‘Dynamics and Control of Tactical Missile System with Morphing Wings.’
The field of aerospace technology, both in military and commercial aviation has evolved in the last 100 years since Wright Brothers’ maiden flight from Kitty Hawk in 1903. In the turn of a new century and the recent interest in a field which has been in existence since Wright Brothers’ wing warping concept, a new form of wing warping, called Wing Morphing can truly change the way we perceive the overall aerodynamic design, control and guidance philosophy in missile technology.

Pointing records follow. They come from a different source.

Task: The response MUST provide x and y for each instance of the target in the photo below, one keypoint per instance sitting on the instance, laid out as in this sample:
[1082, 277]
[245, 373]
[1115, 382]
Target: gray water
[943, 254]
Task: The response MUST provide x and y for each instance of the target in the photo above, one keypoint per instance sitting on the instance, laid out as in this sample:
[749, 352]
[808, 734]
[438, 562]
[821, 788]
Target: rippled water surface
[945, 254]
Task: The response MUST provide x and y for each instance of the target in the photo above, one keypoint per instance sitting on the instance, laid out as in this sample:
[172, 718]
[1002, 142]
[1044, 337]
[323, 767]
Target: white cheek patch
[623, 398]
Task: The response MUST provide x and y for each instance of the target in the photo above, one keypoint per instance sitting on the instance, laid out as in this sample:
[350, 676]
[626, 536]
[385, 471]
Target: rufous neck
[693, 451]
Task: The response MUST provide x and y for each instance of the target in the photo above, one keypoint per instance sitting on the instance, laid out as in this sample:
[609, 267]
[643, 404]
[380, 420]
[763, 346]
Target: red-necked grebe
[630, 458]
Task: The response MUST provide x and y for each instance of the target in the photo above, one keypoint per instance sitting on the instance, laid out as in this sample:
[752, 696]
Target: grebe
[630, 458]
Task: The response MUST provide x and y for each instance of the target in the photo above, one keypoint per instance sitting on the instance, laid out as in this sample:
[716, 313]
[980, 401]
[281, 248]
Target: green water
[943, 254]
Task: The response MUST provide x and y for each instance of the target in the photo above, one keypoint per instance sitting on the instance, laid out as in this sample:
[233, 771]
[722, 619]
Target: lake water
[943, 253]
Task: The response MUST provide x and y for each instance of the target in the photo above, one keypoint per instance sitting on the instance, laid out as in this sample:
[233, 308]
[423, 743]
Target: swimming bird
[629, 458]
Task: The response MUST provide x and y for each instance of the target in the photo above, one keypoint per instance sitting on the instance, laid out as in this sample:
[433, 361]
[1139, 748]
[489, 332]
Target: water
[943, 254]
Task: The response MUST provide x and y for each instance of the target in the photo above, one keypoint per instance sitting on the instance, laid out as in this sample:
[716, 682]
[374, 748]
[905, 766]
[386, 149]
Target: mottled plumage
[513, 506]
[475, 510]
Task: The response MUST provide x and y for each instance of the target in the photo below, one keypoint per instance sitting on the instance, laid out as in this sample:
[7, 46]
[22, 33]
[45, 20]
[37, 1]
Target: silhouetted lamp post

When paired with evergrowing computer technology, active materials, the wing morphing concept holds the potential to make future missile design more efficient, lighter, less complex and even safer with low observable qualities which is set to become a game-changer for stealth combat aerospace vehicles. Morphing wings concept can drastically reduce flying wing’s reliance on jointed control surfaces and eventually eliminate the need for traditional control surfaces all together. This will be applicable for any future stealthy airframes, including missiles, unmanned combat air vehicles, multi-mission fighter aircrafts.
Designs with morphing wings can significantly change the aerodynamics dramatically for high performance maneuvers, loitering, high altitude and low altitude flights. Traditional actuators will not suffice the complexity the morphing wing brings to the overall design. A different flight control system is required, one which is analytically, numerically and experimentally proven and acquires the dynamic model of the morphed surface and performs real-time tuning of the controllers. A morphing wing designed for a missile would optimally be capable of changing its sweep and span simultaneously, in order to provide superior roll moment to conventional missile control fins.
As almost all currently designed tactical missiles are centred on conventional fixed planform arrangement, the consideration for morphing concept in tactical missile systems calls for investigation into several exciting research areas, including aerodynamic modelling, non-rigid dynamics and flight control system.